No, I run it in background (thank you for teach-me how to do it with in a direnv issue)

# Start services in background
background() {
  exec 0>&-
  exec 1>&-
  exec 2>&-
  exec 3>&-
  initSvcsd &
  disown $!
}
background

2 Exit/Ctrl+D

The background services tracks caller pid, for my case pid is a link, created before the background service starts.
We have two cases here:

  • You stop direnv/shell after the link and before the background service start: next time when service start it will remove invalid pid
  • You stop direnv/shell after the backgound service start: it will kill itself once pid of shell doesn't exist anymore
# Stop services when all registered procs died
while true
do
  sleep 1
  # delete dead procs link
  find $PRJ_DATA_DIR/procs/ -xtype l -delete
  # stop services if folder is empty
  find $PRJ_DATA_DIR/procs/ -type  d -empty -exec stopSvcs \;
done

Again the bug part is get the correct pid

# Register pids on startup
local SESSION_PID=$$
local PARENT_PID=$PPID
while grep -q direnv /proc/$PARENT_PID/comm
do
  SESSION_PID=$(ps -o ppid= $PARENT_PID|tr -d \[:space:\])
  PARENT_PID=$SESSION_PID
done
ln -s /proc/$SESSION_PID/comm $PRJ_SVCS_DIR/stopSvcsd/procs/$SESSION_PID &>/dev/null
  1. direnv reload, Does this shutdown/restart the services?

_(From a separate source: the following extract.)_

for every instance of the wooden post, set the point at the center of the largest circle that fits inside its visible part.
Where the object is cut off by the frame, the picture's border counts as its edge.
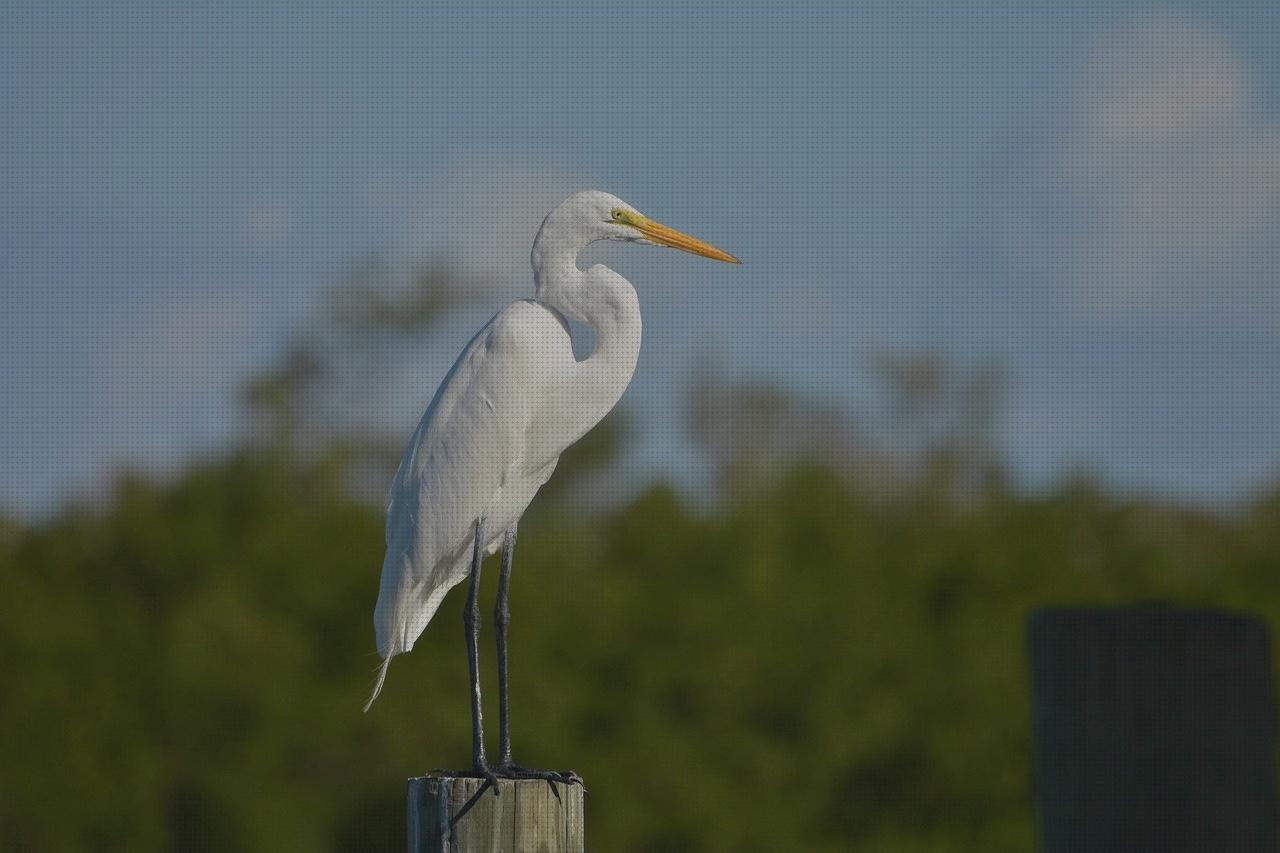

Not today, but if I have a notification from direnv, would restart, unless the reload would be fast enough, to remove pid and add again before the check.

To be honest not sure if it is a good or bad thing, since 4. Maybe an interval before stop should be configurable.

  1. requires a different set of services to run.

See 3.

Depends on how honcho tracks the services.

ie: I'm not using Honcho but S6, it requires a 'rescan' of services or start/stop,

That is why yesterday I created a inotify module that configures a service to run X command when Y files changes.